On pourrait sans doute estimer que l'accès en ligne gratuit aurait une influence négative sur le niveau des abonnements pour la version imprimée. Mais jusqu'à quel point devrait-on parler d'un fléchissement ou d'une contraction significative ou d'une chute majeure ? Hypothèse particulièrement pessimiste ou résolument optimiste, on pourrait imaginer que la contraction n'irait pas au-delà, pour le proche avenir, de la moitié des abonnements actuels. Sur cette base, ce qu'il faut pouvoir apprécier, c'est si le coût direct de la version papier (papier, impression, expédition (86)) peut être amorti par les revenus des abonnements pour ce format. Cela conduirait sans doute aussi à imaginer des modes différents de production de la version papier si le niveau du tirage devait être en deçà d'un certain seuil (500 exemplaires, par exemple), car, dans cette situation, l'impression numérique, et non plus l'imprimerie offset, s'imposerait pour des raisons économiques. Si besoin est, la modification de certains procédés de production devrait permettre aux abonnements pour le format papier d'amortir les coûts pour ce support. Autrement, on peut se demander si la demande pour la version papier est assez importante. Cela étant, les revenus actuels provenant des abonnements sont supérieurs aux coûts directs de la version imprimée : une partie, environ le tiers des revenus des ventes, supporte la préparation de la première copie. Si cette préparation de la première copie était désormais impartie au " commanditaire public ", on peut réellement poser une nécessaire et exclusive adéquation entre le coût de la version papier et les revenus des ventes (abonnements et ventes au numéro). En somme, en prenant en compte l'ensemble de ces éléments et dans des termes qui restent grossiers - diminution de moitié des revenus de vente et baisse correspondante des tirages, avec modifications techniques le cas échéant -, il est permis de penser que cette adéquation est vraisemblable. À plus ou moins long terme et selon les situations particulières des revues, on pourrait d'ailleurs imaginer une seule livraison par année de la revue imprimée.

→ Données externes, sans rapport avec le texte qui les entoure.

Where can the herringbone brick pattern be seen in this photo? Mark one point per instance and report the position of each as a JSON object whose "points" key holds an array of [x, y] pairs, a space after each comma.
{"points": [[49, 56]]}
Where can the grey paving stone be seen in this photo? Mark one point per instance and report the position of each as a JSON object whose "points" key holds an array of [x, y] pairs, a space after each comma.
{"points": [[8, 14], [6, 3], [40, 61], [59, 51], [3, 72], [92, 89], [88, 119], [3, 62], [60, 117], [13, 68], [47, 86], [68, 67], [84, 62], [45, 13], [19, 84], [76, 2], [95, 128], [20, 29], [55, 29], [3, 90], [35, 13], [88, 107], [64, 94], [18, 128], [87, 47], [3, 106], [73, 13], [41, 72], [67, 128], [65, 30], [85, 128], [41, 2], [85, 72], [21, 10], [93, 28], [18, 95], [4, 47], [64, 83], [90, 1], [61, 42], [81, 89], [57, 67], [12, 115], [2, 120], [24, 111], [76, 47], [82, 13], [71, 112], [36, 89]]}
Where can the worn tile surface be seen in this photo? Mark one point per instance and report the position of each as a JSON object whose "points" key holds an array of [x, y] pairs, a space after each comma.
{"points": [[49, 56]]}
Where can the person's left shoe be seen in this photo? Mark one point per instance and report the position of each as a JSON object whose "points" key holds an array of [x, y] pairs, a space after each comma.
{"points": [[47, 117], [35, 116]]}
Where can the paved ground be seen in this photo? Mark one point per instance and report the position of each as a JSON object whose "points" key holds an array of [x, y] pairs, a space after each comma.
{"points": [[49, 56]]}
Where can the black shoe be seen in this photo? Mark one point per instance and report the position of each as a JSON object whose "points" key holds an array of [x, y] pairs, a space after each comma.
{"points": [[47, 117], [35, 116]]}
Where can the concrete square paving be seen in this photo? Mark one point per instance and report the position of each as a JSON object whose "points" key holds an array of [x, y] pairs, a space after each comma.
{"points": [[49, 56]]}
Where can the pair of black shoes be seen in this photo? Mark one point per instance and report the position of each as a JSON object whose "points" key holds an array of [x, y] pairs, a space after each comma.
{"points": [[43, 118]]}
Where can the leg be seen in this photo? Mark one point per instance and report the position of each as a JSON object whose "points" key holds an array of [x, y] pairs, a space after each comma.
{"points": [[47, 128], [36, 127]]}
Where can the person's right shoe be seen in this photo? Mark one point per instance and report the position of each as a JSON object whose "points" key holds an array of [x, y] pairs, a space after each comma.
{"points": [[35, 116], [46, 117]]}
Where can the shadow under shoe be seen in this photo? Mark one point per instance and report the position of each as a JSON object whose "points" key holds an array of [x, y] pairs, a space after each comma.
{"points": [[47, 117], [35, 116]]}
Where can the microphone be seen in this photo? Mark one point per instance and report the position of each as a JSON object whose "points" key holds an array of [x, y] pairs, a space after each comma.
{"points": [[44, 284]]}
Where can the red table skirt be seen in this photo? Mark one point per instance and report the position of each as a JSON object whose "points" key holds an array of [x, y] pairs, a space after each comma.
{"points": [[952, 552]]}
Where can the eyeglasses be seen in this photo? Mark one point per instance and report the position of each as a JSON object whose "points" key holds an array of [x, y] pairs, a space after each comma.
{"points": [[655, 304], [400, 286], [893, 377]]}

Toutes ces questions sont ouvertes et laissent place à des appréciations diverses, compte tenu du degré d'incertitude concernant la réaction à la fois des directeurs de revue, des abonnés et des lecteurs, mais aussi quant à la présence d'un " commanditaire public ". Par contre, la gratuité sur le portail ferait fondre de façon significative les revenus autonomes des revues et ceux-ci n'excéderaient plus, comme c'est le cas dans la situation actuelle, les coûts de production de la version papier. Cette perspective peut soulever certaines craintes de la part des revues dans la mesure où, si elles dépendent en totalité des pouvoirs publics pour exister au-delà de la production du format papier stricto sensu, cela peut être ressenti comme une position de grande vulnérabilité à l'égard des politiques publiques. D'où le besoin d'assurances fermes sur la détermination des autorités publiques d'assurer ce financement de façon durable et satisfaisante ; sans cela, les revues seraient réticentes à faire un pari qui deviendrait très risqué.
L'accès filtré et payant
Si la gratuité est impossible à pratiquer, parce que les éléments qui la soutiennent ne sont pas réunis, il faut songer à l'accès filtré et payant au serveur. La situation ne serait pas particulièrement atypique, car une forme ou une autre d'accès filtré est généralement pratiquée dans les principaux portails de revues, y compris ceux qui sont sans but lucratif (Muse, HighWire et, bientôt, BioOne - pour ne nommer que ceux-là). Cela a pour conséquence qu'il faut mettre en place un système de gestion intégré des abonnements et que l'on conçoive un modèle de relations fonctionnelles entre les abonnements pour la version imprimée et la version électronique de la revue. On peut aborder sur cette base quelques cas de figure afin de traiter plus spécifiquement de l'infrastructure transactionnelle.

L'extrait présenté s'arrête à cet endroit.